Market Price Protection

Market Price Protection

Why is my market order protected?

Market Price Protection ensures your market order is converted to a limit order within a predefined price range. The goal? To safeguard you from sudden and extreme price movements, especially in volatile or illiquid markets.

The implementation is in alignment with key circulars issued by the NSE and BSE, including:

These references outline the foundational principles and parameters that govern pre-trade risk controls and market price protection, ensuring orderly trading and effective risk management.

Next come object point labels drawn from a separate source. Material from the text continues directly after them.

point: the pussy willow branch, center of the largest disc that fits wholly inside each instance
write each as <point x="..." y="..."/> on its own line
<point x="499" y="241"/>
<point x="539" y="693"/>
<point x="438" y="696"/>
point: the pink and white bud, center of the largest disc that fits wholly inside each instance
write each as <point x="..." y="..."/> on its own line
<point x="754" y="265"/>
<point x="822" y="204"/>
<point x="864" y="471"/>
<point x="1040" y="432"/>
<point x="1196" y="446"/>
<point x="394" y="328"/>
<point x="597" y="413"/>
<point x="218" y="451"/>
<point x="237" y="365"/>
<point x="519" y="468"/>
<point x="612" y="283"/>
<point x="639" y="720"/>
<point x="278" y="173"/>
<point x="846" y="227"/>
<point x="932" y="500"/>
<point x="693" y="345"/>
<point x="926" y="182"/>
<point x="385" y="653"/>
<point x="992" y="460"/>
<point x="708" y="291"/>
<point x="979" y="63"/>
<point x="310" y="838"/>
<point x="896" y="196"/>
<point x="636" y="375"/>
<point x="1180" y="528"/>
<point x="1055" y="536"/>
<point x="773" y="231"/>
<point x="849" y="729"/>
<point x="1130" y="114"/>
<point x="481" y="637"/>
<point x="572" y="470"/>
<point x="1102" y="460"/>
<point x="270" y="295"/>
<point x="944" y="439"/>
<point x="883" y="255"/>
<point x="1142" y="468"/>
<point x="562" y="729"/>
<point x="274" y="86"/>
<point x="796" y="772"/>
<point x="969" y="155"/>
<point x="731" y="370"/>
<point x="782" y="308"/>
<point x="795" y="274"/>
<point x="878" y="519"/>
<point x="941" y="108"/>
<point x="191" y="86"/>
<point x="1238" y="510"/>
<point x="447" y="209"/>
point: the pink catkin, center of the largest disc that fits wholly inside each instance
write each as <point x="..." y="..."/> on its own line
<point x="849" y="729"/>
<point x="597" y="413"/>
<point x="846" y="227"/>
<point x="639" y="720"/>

What does “Your market order is protected” mean?

When you see the nudge “Your market order is protected” on the order window, it means your market order will execute as a limit order with a small buffer over the current market price. For instance:

  • For cash stocks (NSE or BSE): The protection is set at 0.5% of the Last Traded Price (LTP).
  • For futures and options (F&O): The percentage varies based on the type of contract (stock or index) and the price range of the option premium.

These buffers are part of TurboTrader's risk controls to prevent unfavorable price execution due to market volatility.


Example Scenario:


Consider that a stock is currently trading at 90.


1. Buy order: A client places a market price protection buy order for 100 shares.


2. Protection range: The system establishes a protection range, i.e., 2% above the current price since the price is less than 100. As a result, the protection limit price is set at ₹91.80.


3. Order execution: The order attempts to execute immediately, buying shares at ₹91.80 or below, ensuring the best available price within that limit.


4. Limit order placed: If the order cannot be filled for 100 shares within this range, the remaining quantity will remain open as a limit order at ₹91.80.